In terms of safety, gastrointestinal adverse events were the most commonly reported, affecting 70.8% of participants treated with 7.2 mg semaglutide, compared to 61.2% with 2.4 mg and 42.8% with placebo. Dysaesthesia incidents were more frequent in the high-dose group (22.9%) relative to lower dose (6.0%) and placebo (0.5%). Serious adverse events occurred in 6.8% of participants on 7.2 mg, 10.9% on 2.4 mg, and 5.5% on placebo, with no unexpected safety signals emerging.
Expert Commentary
These results provide compelling evidence for the enhanced efficacy of semaglutide at the 7.2 mg dose in adults with obesity who may not have achieved sufficient weight loss on the 2.4 mg regimen. The additional 3.1% mean bodyweight reduction is clinically meaningful, potentially translating into improved metabolic and cardiovascular outcomes. The progressive increase in the proportion of patients reaching higher weight loss categories substantiates the dose-dependent response of semaglutide’s GLP-1 receptor agonism on appetite regulation and energy homeostasis.

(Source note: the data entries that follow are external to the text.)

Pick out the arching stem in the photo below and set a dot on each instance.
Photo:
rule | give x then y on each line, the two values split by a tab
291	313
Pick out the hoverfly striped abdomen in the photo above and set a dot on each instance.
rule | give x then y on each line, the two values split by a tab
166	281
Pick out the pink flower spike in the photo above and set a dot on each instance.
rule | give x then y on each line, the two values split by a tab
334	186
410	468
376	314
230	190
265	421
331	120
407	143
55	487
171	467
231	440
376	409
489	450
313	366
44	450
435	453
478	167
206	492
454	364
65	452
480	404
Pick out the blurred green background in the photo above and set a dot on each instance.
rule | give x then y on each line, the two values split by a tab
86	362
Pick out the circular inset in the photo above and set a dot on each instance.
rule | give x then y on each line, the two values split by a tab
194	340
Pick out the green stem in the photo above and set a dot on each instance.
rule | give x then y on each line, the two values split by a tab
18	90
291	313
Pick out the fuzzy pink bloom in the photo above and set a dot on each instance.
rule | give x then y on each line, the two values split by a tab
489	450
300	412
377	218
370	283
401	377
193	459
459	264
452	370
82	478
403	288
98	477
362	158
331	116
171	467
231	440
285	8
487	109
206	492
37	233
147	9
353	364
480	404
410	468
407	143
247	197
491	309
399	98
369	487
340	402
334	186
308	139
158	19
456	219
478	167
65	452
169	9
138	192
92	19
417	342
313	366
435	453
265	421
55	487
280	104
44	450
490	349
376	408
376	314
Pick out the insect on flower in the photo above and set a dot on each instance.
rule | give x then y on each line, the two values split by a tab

While the increased incidence of gastrointestinal adverse events requires careful patient counseling and monitoring, the overall safety profile remains consistent with the pharmacologic class and earlier studies, supporting the favorable risk-benefit balance. It is noteworthy that serious adverse events did not increase proportionally with the higher dose, alleviating concerns about dose-related toxicity.
The study excludes individuals with diabetes, limiting direct extrapolation to that population; however, given semaglutide’s efficacy among patients with type 2 diabetes at lower doses, similar benefits may be anticipated. Furthermore, the trial’s robust design, large sample size, and international multicenter setting enhance the generalizability of findings across diverse populations.
Conclusion
The STEP UP phase 3b trial robustly demonstrates that once-weekly semaglutide at 7.2 mg provides superior weight loss efficacy compared to the approved 2.4 mg dose and placebo in adults with obesity without diabetes. Importantly, this therapeutic option retains an acceptable safety and tolerability profile consistent with GLP-1 receptor agonists. These results support consideration of semaglutide 7.2 mg as a next-step dose for patients inadequately responding to current standard therapy, potentially improving treatment outcomes in obesity management.
Future research should focus on long-term outcomes, cardiovascular risk reduction, and quality-of-life measures, as well as investigations in populations with diverse metabolic profiles. Personalized approaches to dosing and careful assessment of tolerability will be essential in clinical practice.
Funding and Trial Registration
This study was funded by Novo Nordisk. The trial is registered on ClinicalTrials.gov under the identifier NCT05646706.
References
Wharton S, Freitas P, Hjelmesæth J, Kabisch M, Kandler K, Lingvay I, Quiroga M, Rosenstock J, Garvey WT; STEP UP trial group. Once-weekly semaglutide 7·2 mg in adults with obesity (STEP UP): a randomised, controlled, phase 3b trial. Lancet Diabetes Endocrinol. 2025 Nov;13(11):949-963. doi: 10.1016/S2213-8587(25)00226-8. Epub 2025 Sep 14. PMID: 40961952.